二つ目の「コミュニケーションが難しい」ことについてはどうでしょう。精神障害者とのコミュニケーションについては医療や福祉の専門家ですら悩むくらいですから、「積極的にコミュニケーションをとろうとしない」というのが現実的な答えです。多くの場合、周囲は精神障害の社員に対して始めは積極的に仲良くしようとします。しかし思ったほどうまくいかず、そのうち態度を変えてしまう人も少なくありません。

 実は、この「はじめ仲良く」がNGなのです。その理由は、仲良くしようと考えたあなたへの精神的な影響です。「はじめ仲良く」と考えた理由や動機が、「ハンディのある人に優しくしなければ」ということであれば、偏見と受け止められかねません。

 実際は、「はじめはそっけなく」、次第にコミュニケーションを増やしていくほうがより適切です。専門家でないあなたにできることは、精神障害の社員に対して『あなたのためを思って』『良かれと思って』と思わないことです。

 ちなみに、精神科医向けの専門書には「治療の効果と限界を知る必要がある」と書かれています。

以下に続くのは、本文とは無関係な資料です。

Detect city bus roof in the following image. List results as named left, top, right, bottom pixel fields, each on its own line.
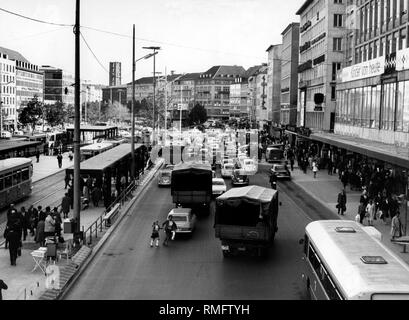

気分障害(うつ病・躁うつ病)の患者に周囲が対峙するときに医療や治療の限界を知らなければ、自分が精神的な影響を受けてしまい、危険だと説いています。

 また、福祉施設に関する研究をしている大学教授は、「忙しい時に障害者への言葉がきつくなり、後で自分を責めてしまう」「障害者に対して自分の感情をコントロールできなくならないか不安だ」という職員の悩みに触れ、「障害や個性に応じた言動行動が常に求められ、精神的に疲弊しやすい。自己嫌悪に陥る職員も多い。職員の心身の安定が重要」と訴えています。

突然、無頓着な態度に?
見た目ではわからないから共感できない

 精神障害の社員がいる職場では、実際にどんなコミュニケーションにまつわるトラブルが起きやすいのでしょうか。もっと具体的に見て行きましょう。

 たとえば、メンタル疾患社員の中には、普段は質問にはきはきと答え、丁寧な言葉遣いをする礼儀正しい人が、突然、周囲の人に対して無頓着な態度をとることがあります。周囲の人はこのギャップに戸惑い、共感ができない場合もあります。何かの拍子に「相手の気持ちをもっと考えて」と注意する場面もあるでしょう。障害のせいで「深い反省ができない人」に、ミスを深く反省するよう迫ることもあり得ます。そのような行為はいずれ、「障害を理解してくれない」「同僚の配慮がなく差別された」という彼らの不満につながることがあります。

 さらに、ネットの情報や出版されている情報には、「障害者を悪者扱いしている」と言われそうな内容は出づらく、抽象的な表現が見られる傾向があります。例えば、広汎性発達障害について厚労省「みんなのメンタルヘルス」は、「自分の話したいことしか口にせず、会話がつながりにくいことがしばしばあります。初めてのことや決まっていたことの変更は苦手で、なじむのにかなり時間がかかることがあります」と説明しています。この情報だけで、彼らに対する職場での対応をイメージするのはとても困難です。

 一般的に、広汎性発達障害は「対人関係・コミュニケーションの障害」と説明され、「臨機応変な対応が苦手」とされています。「臨機応変が苦手」なのは業務だけでなく、人間関係にも及びます。つまり、当事者にとっては「今まで親切だった人が、急に冷たくなる」ことにも対応できないということです。対応できずに体調が悪くなったりプレッシャーで出社できなくなったりする人もいます。それを見た目から判断できませんから、障害があることを忘れても問題にならない所作を身につける必要があるのです。